Let's not forget that when he took over, FDR (the US) was still under the gold...
So to have a deficit result he was actually borrowing so he was probably correct to be at least concerned about having a deficit as a result of fiscal policy...
Then he got us out from under the gold (domestically) and seems like then a deficit result became less bothersome to him as it should have...
rsp,
" FDR confronted the problems of his time with spectacular success. Is asking him to have solved the problems of the next few decades a request appropriate for grown-ups? (Notwithstanding that the New Deal solutions - as corroded and belittled as they are - are still there, working for the public purpose, still succeeding against the suicidal designs of the economic royalists."
Excellent comment
We have to fight our own battles and not look to the legislation of the 30s to bail us out. But its undeniably true that without SS, FDIC or UI (as weakened through the decades as they have become) our 2008 recession would have been much worse and more banks would have been bust.
We have to come up with our own New Deal. The template of the thirties may still offer a roadmap of sorts but we wont get what we had then. Too much animosity towards that stuff thanks to the miseducation of our generations. The modern plan better include more protections against losing all your wealth because your parents passed you a gene that gives you a sarcoma or something. A sickness is way more expensive today.
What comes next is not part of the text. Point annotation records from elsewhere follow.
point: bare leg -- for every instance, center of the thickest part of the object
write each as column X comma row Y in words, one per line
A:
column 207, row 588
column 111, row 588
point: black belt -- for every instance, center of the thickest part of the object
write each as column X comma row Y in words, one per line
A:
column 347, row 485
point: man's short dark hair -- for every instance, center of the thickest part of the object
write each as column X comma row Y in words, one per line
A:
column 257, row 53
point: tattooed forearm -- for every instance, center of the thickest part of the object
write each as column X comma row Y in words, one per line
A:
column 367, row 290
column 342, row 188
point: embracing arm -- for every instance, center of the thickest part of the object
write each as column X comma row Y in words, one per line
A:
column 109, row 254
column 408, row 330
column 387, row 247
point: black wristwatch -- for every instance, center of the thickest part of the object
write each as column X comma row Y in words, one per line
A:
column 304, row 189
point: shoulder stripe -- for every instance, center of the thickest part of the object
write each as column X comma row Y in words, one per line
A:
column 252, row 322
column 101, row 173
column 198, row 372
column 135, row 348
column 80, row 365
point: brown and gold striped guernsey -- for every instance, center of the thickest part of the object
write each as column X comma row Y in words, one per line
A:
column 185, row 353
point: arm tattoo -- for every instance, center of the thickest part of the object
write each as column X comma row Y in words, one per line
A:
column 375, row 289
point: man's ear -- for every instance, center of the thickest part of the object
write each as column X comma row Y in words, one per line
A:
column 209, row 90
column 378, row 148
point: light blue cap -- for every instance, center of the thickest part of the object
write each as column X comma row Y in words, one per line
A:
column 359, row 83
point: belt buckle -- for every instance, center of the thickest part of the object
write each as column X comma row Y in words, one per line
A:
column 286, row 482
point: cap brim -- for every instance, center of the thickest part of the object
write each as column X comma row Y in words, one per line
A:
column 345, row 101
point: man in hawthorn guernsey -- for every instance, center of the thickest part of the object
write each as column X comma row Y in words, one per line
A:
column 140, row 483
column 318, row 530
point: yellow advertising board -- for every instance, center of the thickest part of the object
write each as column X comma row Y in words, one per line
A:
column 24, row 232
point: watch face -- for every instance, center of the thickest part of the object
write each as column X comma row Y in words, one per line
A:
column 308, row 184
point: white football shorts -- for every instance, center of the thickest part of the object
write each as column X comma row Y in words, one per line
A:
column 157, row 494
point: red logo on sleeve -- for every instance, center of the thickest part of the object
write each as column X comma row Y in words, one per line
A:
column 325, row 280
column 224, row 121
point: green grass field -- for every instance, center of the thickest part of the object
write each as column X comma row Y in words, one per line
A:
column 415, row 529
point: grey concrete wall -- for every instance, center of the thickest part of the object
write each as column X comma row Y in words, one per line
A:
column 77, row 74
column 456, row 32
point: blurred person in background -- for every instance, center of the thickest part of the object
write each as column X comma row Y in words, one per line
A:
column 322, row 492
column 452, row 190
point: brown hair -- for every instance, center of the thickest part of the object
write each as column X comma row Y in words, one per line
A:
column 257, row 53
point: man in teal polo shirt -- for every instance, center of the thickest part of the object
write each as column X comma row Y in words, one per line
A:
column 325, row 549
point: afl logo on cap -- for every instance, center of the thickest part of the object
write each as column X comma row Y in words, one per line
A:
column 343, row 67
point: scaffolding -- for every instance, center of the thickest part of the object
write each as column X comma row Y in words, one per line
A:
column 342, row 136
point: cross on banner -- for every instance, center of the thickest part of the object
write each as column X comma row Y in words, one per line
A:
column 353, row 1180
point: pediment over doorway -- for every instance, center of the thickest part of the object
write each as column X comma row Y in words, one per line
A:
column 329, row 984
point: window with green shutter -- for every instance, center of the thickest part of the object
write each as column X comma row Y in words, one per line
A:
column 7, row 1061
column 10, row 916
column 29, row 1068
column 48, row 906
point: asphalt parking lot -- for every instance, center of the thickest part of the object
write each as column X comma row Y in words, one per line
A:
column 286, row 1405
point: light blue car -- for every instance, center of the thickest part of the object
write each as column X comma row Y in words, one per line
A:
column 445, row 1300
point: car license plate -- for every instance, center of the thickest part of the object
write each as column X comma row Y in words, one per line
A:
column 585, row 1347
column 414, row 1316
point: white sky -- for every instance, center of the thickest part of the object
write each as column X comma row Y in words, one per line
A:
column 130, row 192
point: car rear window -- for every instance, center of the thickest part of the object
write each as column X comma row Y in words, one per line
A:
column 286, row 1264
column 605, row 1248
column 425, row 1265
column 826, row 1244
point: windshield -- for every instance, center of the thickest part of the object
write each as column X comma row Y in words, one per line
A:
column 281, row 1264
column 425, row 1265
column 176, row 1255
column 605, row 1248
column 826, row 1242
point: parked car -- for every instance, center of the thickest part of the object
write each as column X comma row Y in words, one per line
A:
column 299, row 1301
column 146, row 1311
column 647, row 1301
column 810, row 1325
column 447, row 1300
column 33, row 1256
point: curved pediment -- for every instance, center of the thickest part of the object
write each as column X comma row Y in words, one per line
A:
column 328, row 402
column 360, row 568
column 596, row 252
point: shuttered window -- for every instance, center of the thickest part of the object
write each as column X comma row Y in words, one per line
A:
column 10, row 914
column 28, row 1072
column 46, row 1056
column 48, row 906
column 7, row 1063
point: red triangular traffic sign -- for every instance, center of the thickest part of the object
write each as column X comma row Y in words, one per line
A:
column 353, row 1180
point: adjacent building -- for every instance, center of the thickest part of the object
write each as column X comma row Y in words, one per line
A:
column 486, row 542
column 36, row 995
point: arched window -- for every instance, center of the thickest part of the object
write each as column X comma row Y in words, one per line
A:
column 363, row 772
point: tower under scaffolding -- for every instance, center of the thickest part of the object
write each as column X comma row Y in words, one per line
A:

If businesses want more certainty to plan their present and future outlays, their customers need more certainty regarding their income potential as well. It all starts with Elm Street. If average American isnt in fear of losing his job or in fear of losing his savings due to factors completely beyond his choices, they will be much more reliable customers.
I view FDR's ambivalence in terms of his two major financial appointment, Marriner Eccles to head the Fed and Henry Morgenthau, Jr. to head Treasury. Kind of symbolizes the tug of war in FDR himself.